HER ŞEY YASSI EKMEK ARASINDA YENİYOR
Biz merkezde iken güneş bulutların arasından sıyrılıp çıkmış, karnım da iyice acıkmıştı. Satış yeriyle aynı sokakta bulunan, Ürdün yaban hayatı ve doğasını korumayı hedefleyen Wild Jordan Vakfı’ndan aldığım broşürün yardımıyla eski kent merkezine giden merdivenleri buldum ve kısa bir yürüyüşten sonra soluğu ünlü Hashem Lokantası’nda aldım. Sokağa atılmış masalardan birine kurulup basit tabaklarda gelen humus ve falafeli yemeye başladım.
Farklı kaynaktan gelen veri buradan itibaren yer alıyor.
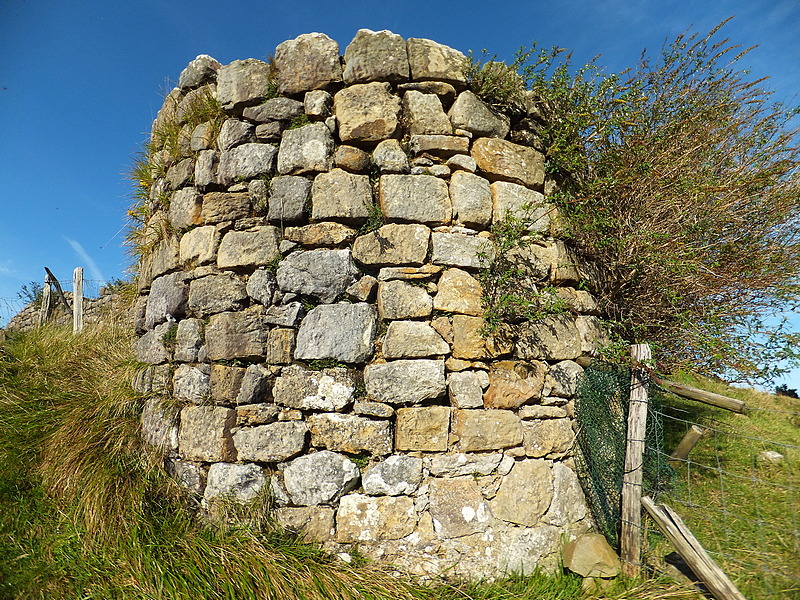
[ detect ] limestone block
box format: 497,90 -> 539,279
267,175 -> 311,223
217,226 -> 280,269
311,169 -> 372,223
383,321 -> 450,359
433,268 -> 483,316
449,90 -> 511,139
283,450 -> 360,506
336,494 -> 417,544
308,413 -> 392,456
217,142 -> 278,185
344,29 -> 409,85
406,38 -> 467,88
272,365 -> 356,411
294,303 -> 377,364
203,462 -> 267,504
361,454 -> 422,496
353,223 -> 431,266
178,406 -> 236,462
206,306 -> 267,361
278,123 -> 334,175
522,419 -> 575,458
273,506 -> 335,544
378,280 -> 433,319
217,58 -> 270,111
490,460 -> 553,527
275,33 -> 342,96
451,409 -> 523,452
430,476 -> 492,538
277,250 -> 359,304
394,406 -> 450,452
364,359 -> 446,404
450,171 -> 492,228
333,81 -> 400,143
233,421 -> 308,462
Çatal kaşık beklemeyin, burada her şey yassı ekmekler kullanılarak elle yeniyor. 1.5 dinar ödediğim yemeğimle (1 Ürdün Dinarı=2.50 TL) pek güzel doymuş bir halde etrafı seyreyleyerek yürümeye başladım.
Baharatçı dükkanları, butikler ve Kapalıçarşı ile kıyas kabul etmeyecek kadar ufak kuyumcular çarşısını geçtikten sonra Arap dünyası için çok önemli bir yere geldim. 1930 yılnda Kudüs’te kurulan ve savaş nedeniyle merkezi 1948’de Amman’a taşınan Arab Bank, Arap dünyasının ilk ve en yaygın şube ağına sahip özel bankası. Bankayla işim olmadığından kendimi nefis bir künefeyle ödüllendirmek üzere yan sokaktaki Ürdün’ün ünlü tatlıcısı Habibah’ın önündeki sıraya girdim. Yarım dinar ödeyip plastik tabakta aldığım ılık künefe tam ihtiyaç duyduğum şeydi doğrusu. Tatlımı yedikten sonra Ürdün’ün en önemli kalıntılarından olan Roma Tiyatrosu’na doğru yürürken 1946’da babasının açtığı dükkanda halis kahve satan Abu Azz ile tanıştım, ikram ettiği bol kakuleli Arap kahvesini içip midemi rahatlattım. Yolculuğumun sonunda dostlarıma hediye etmek üzere ondan kakuleli kahve ve özel bir zahter alacaktım ancak o gün güneş batmadan 138-161 yılları arasında Roma İmparatorluğu’nun kralı olan Antoninus Pius tarafından yaptırılan tiyatroyu ve hemen tiyatronun kenarındaki Ürdün Gelenekleri Müzesi’ni gezmek istiyordum.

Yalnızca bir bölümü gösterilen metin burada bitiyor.